Since there has never been a perfectly tried case, there is always some anomaly, problem, surprise, or just plain strangeness that occurs during the course of the trial that the defense will seize upon.
The losing defense attorney, often with the assistance of appellate counsel, will pour through the record to try to come up with some argument that the defendant did not receive a fair trial and should be allowed to try his case a second time with a different jury.
In a recent case, defense counsel went so far as to hire a private investigator to contact the jurors and interview them to discover whether any improprieties had taken place during juror deliberation. This is, in essence, a fishing expedition by the defense to try and find a disgruntled juror who will give a declaration that some irregularity took place during deliberations. Armed with such a declaration, defense counsel hopes to persuade the judge that the verdict is invalid and should be thrown out regardless of the trial record.
In that recent case, the contacted jurors were so offended by the attempt that none of them agreed to speak with the private investigator. This practice is questionable, but legal in California.
This recent example illustrates the fact that the losing defendant will go to extreme lengths to defeat a plaintiff’s verdict. The defense has the money and the manpower to conduct such investigations, something most plaintiffs’ counsel lack.
It should also be remembered that judges, like all of us, have biases and prejudices in the way they see the evidence and law. The reputation and skill of your attorney is paramount with not only getting your verdict but keeping it. If your attorney has a good reputation and has skillfully presented your case to a jury that has rendered a verdict in your favor, most judges will be hard pressed to let their biases, conscious or otherwise, influence their decision whether they are going to grant a new trial and/or reduce the award.
The Granting of New Trial and/or Remittitur
After the defense attorneys have submitted their motion for new trial and made their argument, the trial court must then decide whether one or more of the seven specified grounds for new trial have been met and, if so, grant the request for new trial.
If the motion for new trial is granted, the judgment is vacated and a date is set for a new trial. This is a great victory for the defense in that they get a “second bite of the apple” and they have a lot more money than you do to retry an expensive case.
In some instances, the court may deny the motion for new trial but find that the jury has awarded excessive damages. If the court so finds, the court will order the plaintiff to take a lesser amount which the court deems to be reasonable and, if plaintiff refuses, the court will order a new trial. This is called a remittitur.
If the plaintiff accepts the remittitur, judgment is entered in the lesser-specified amount. If the plaintiff refuses to accept the remittitur, a new trial is ordered either in total or on the damage issue. Plaintiff may appeal the judge’s ruling but, if the appeal is lost, the only remedy then is the new trial.

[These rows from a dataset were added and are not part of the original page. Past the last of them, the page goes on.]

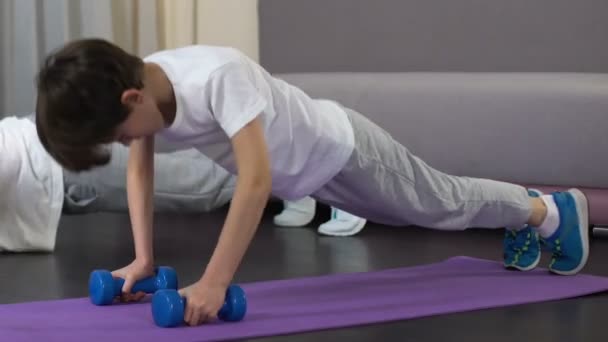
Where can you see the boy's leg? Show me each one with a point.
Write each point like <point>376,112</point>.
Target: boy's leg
<point>386,183</point>
<point>184,181</point>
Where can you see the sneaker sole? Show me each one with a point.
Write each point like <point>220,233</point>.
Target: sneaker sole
<point>292,223</point>
<point>351,232</point>
<point>532,266</point>
<point>524,269</point>
<point>582,210</point>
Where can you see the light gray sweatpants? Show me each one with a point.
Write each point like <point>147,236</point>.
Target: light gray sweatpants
<point>184,181</point>
<point>385,183</point>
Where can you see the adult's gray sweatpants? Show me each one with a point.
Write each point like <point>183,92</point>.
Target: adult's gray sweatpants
<point>184,181</point>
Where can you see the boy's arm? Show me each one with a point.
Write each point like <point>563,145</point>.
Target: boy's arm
<point>253,188</point>
<point>140,187</point>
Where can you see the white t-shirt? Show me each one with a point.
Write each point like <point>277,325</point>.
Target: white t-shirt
<point>219,90</point>
<point>31,189</point>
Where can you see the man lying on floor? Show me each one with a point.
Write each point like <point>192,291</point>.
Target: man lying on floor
<point>35,190</point>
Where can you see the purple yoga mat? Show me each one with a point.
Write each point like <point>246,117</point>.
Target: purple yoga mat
<point>297,305</point>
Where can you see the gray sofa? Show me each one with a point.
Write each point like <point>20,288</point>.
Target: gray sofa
<point>509,90</point>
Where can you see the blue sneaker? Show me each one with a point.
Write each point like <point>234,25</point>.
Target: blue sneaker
<point>570,242</point>
<point>522,247</point>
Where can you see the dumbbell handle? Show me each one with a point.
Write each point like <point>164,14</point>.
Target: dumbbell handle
<point>222,311</point>
<point>147,285</point>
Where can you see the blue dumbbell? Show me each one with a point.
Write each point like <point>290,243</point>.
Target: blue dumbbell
<point>168,307</point>
<point>103,288</point>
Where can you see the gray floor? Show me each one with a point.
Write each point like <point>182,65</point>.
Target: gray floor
<point>185,242</point>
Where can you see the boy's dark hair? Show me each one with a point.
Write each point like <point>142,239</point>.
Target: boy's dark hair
<point>79,100</point>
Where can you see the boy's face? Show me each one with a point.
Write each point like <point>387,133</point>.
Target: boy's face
<point>144,119</point>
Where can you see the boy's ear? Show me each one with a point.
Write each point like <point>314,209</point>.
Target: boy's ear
<point>131,97</point>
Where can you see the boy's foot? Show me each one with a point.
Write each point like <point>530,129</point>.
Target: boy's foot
<point>522,247</point>
<point>296,213</point>
<point>342,224</point>
<point>570,242</point>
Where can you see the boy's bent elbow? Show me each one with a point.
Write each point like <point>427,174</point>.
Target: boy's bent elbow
<point>259,186</point>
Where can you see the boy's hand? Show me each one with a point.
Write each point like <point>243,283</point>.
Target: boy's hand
<point>203,302</point>
<point>131,273</point>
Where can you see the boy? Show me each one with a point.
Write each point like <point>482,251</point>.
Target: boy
<point>280,141</point>
<point>35,190</point>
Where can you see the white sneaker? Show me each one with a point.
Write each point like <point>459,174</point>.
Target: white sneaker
<point>342,224</point>
<point>296,213</point>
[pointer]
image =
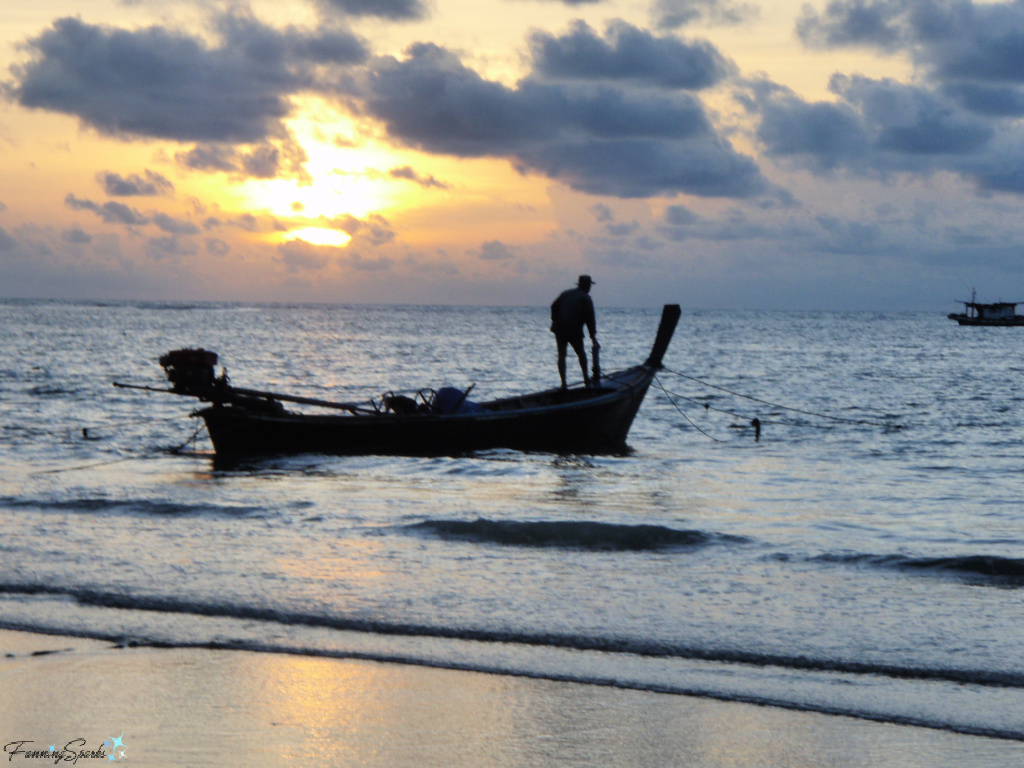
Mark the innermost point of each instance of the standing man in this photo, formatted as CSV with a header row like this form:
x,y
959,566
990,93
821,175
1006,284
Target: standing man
x,y
569,312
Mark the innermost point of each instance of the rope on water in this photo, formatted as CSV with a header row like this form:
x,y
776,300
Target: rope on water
x,y
870,422
174,450
683,413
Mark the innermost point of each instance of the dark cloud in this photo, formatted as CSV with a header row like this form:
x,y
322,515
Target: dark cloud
x,y
672,14
950,40
112,212
160,83
909,120
375,229
995,101
680,216
409,173
134,185
596,137
873,126
628,53
824,134
170,247
265,160
396,10
853,23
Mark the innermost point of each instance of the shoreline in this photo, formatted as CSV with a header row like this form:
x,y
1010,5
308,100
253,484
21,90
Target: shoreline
x,y
199,707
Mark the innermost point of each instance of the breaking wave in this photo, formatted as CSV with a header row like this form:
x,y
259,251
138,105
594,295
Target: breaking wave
x,y
571,535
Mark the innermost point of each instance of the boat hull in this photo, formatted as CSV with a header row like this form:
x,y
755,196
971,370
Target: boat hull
x,y
560,421
1017,320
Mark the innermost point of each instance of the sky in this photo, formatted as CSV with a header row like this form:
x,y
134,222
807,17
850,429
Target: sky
x,y
717,154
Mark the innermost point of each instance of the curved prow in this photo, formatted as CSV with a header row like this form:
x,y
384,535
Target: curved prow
x,y
670,316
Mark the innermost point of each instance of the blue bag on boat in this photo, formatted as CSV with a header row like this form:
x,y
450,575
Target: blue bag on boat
x,y
452,400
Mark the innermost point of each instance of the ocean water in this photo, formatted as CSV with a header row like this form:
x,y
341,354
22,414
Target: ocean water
x,y
864,557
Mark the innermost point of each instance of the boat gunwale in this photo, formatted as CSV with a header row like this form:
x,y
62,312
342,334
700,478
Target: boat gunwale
x,y
637,374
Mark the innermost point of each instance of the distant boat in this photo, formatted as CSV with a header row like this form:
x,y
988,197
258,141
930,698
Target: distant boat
x,y
246,423
998,313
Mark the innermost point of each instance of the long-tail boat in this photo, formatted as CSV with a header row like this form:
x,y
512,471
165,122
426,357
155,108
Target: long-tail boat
x,y
245,423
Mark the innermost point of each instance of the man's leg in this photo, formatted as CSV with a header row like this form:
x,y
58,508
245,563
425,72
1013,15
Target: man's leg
x,y
581,351
562,343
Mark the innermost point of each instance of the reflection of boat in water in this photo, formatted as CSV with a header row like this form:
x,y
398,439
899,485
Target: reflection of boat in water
x,y
250,423
998,313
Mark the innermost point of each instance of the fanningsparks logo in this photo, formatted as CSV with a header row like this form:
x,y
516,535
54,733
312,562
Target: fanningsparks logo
x,y
71,753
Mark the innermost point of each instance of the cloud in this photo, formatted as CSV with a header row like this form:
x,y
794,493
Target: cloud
x,y
395,10
217,247
300,256
134,185
875,126
173,225
628,53
159,83
170,247
265,160
373,230
950,40
671,14
76,236
409,173
595,136
112,212
495,250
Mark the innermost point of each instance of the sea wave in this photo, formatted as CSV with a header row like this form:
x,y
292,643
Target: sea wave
x,y
992,569
571,535
612,644
143,507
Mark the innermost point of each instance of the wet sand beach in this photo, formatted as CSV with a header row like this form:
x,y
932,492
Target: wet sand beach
x,y
214,708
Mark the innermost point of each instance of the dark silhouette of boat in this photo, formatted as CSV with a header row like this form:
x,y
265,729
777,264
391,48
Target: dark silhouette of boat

In a recent case the court denied the motion for new trial but granted the defense request for remittitur, which reduced the economic damages by $238,000. This was after the court had reduced the non-economic damages from $3,400,000 to the $250,000 statutory limit under Civil Code §3333.2.
In that case, the plaintiff/widow and her children were the victims of a negligent doctor, a politically pressured legislature, and the trial court whose remittitur decision was based upon an erroneous recollection of the trial record.
The above discussion highlights some of the benefits of settling cases. Settlement brings finality. But, if you cannot settle and you find yourself in trial, getting the verdict may be just the first step. Be sure your attorney knows not only how to get the verdict, but how to keep it and maximize your recovery to compensate you for the injuries.